Async Processors

Jim Granville · 2006-02-08T21:25:02+00:00

Further to an earlier thread on ASYNC design, and cores, this in the news : and a little more is here with some plots here: They don't mention the Vcc of the compared 968E-S, but the Joules and EMC look compelling, as does the 'self tracking' aspect of Async. They also have an Async 8051 -jg

R

rickman 20 years ago

I had a chance to think about this further and I think the localized variables in path delays actually hurt the async device more than it does the sync device.

The idea behind the sync clocked design is to deal with all the issues that make the logic delay time so variable. Instead of trying to match delays with the clocking, the entire issue is lumped into the clock domain. The clock period has to be larger than the worst case delay through the logic plus an additional margin for the skewing of the clock. Minimizing clock skew is the purpose of the clock tree. So this is typically very small and only needs to be added to the logic delay to get the minimum clock period.

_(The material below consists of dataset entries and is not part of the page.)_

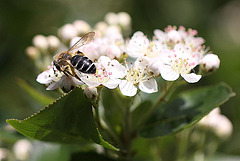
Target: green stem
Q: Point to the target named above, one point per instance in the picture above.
(126, 150)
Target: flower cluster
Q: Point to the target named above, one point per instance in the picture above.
(170, 54)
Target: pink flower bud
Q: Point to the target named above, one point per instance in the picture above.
(210, 62)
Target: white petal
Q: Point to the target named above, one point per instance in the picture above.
(168, 74)
(191, 78)
(54, 85)
(104, 60)
(76, 81)
(44, 78)
(127, 88)
(112, 83)
(149, 86)
(141, 63)
(155, 64)
(117, 70)
(90, 83)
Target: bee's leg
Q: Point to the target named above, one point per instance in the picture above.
(80, 53)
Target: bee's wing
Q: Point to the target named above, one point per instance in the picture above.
(82, 41)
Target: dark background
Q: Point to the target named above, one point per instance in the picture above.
(217, 21)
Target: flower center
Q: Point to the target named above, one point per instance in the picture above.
(136, 75)
(101, 75)
(181, 65)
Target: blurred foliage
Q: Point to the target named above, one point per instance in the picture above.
(216, 20)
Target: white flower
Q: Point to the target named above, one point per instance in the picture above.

The async processor must match the clock delay with the logic delay and always keep the clock delay slightly larger. There are always variations in timing of similar components due to statistical factors. Even if it is out at the 3 sigma point, by having a million transitors on a die, you have to account for the few that are either fast or slow. The worst case would be a fast clock path and a slow logic path. This skewing must be considered at the logic and clock level. In the end you end up having to allow for the deviation in both directions which means it is doubled.

So the async design likely must have larger margins added to the design of the handshake path and the result is it will have a slower maximum speed compared to a sync design.

Vote

J

Jim Granville 20 years ago

You are too focused on the MHz - forget the MHz for a moment, and look at the pJ and uV/m. Many, many designers would be very happy to get those gains, and still be in the same MHz ballpark.

The High end CPU you mentioned, quotes 15,000 gated clock elements. At that count, it has to asympotpe to async performance anyway, and it becomes a semantics exercise what you call a device with that many gated/local/granular clocks...

-jg

Vote

A

Andy Peters 20 years ago

Packets are dropped, but for congestion reasons, not because the air handling in the switch room set the temperature up a few degrees.

-a

Vote

R

rickman 20 years ago

We are still not communicating. You are assuming that the numbers from the vendor are a valid comparison. They don't say didly about what software was running and what was done to save power in the sync clocked version. I don't accept that the chip is unique in its power savings. I consider this to be just one way to save that level of power, and likely one of the more difficult ways.

But it *is* a sync clocked design. My point is merely that an async design does nothing that I can't do in a good sync clocked design if power savings is my goal. Further I expect that it is easier to do a sync design because of the experience we have with it and the way it easily maps to the system level requirements.

Consider testing. I have to test my design against system level requirements. In a sync design, this just means you test a range of code which may not even be the code the unit is shipped with. This testing can be done at any temperature and any voltage and any device. Verification that the devices work at the clock speed is done separately. System testing just has to verify that the clock speed is fast enough.

Wiith an async processor you need to test your full code for all paths under worst case conditions (including process) to verify that you meet the system timing requirements. How the heck do you do that??? With FPGAs you use static timing analysis to verify that you meet timing. Do they have static timing analysis for software?

Vote

F

fpga_toys 20 years ago

It happens when the router is unable to keep up with the traffic, aka congestion. Doesn't really matter why it's slower than the arrival rate.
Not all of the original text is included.